Emily Pankhurst, 20, says she initially blamed exam stress when she started to feel weak and bloated.
She then began to feel faint, started to slur her words and her skin became mottled.
When admitted to intensive care doctors said she was suffering from sepsis (blood poisoning) as a result of Toxic Shock Syndrome - an infection caused by bacteria forming on the tampon.
Doctors managed to save her life using antibiotics but Ms Pankhurst is still unable to walk long distances.
The third-year criminology student said she had inserted the tampon during her period last month but due to stress had forgotten to remove it and insert another one.
After a few days she began to suffer bloody discharge and went to the doctor who could not find anything wrong with her.
She told the Daily Mirror: “I was feeling really ill by that stage. I was hot and dizzy and felt really strange.
“I was bleeding more and my mum suggested I feel about and see if there was anything there.”

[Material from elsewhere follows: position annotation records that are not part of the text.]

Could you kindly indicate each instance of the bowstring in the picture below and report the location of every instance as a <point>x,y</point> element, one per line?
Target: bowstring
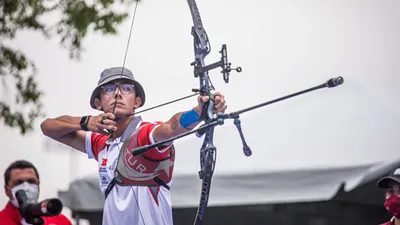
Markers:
<point>116,97</point>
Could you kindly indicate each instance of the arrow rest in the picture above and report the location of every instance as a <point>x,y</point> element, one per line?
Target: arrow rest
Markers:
<point>223,63</point>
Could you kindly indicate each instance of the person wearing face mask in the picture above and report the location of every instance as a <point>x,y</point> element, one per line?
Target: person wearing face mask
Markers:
<point>392,202</point>
<point>22,175</point>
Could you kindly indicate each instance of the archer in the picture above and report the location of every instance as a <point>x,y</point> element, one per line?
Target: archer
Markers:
<point>101,137</point>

She said she then discovered the tampon was still inside her. When she pulled it out she said it was “pure black” and “obviously coated in bacteria”.
The condition is believed to be caused when certain types of bacteria - which are normally found on the skin - get into the body through a wound, burn or through the vagina or throat, according to NHS England.
If not treated in time it can lead to limb amputations and even prove fatal.
Ms Pankhurst says women her age are “not aware of the dangers of using tampons”.
She said: “It is so important to keep an eye on your health, especially during stressful life experiences.
“I hope my story can help others like myself to take care of your health and not take your life for granted because you never know what might be around the corner.”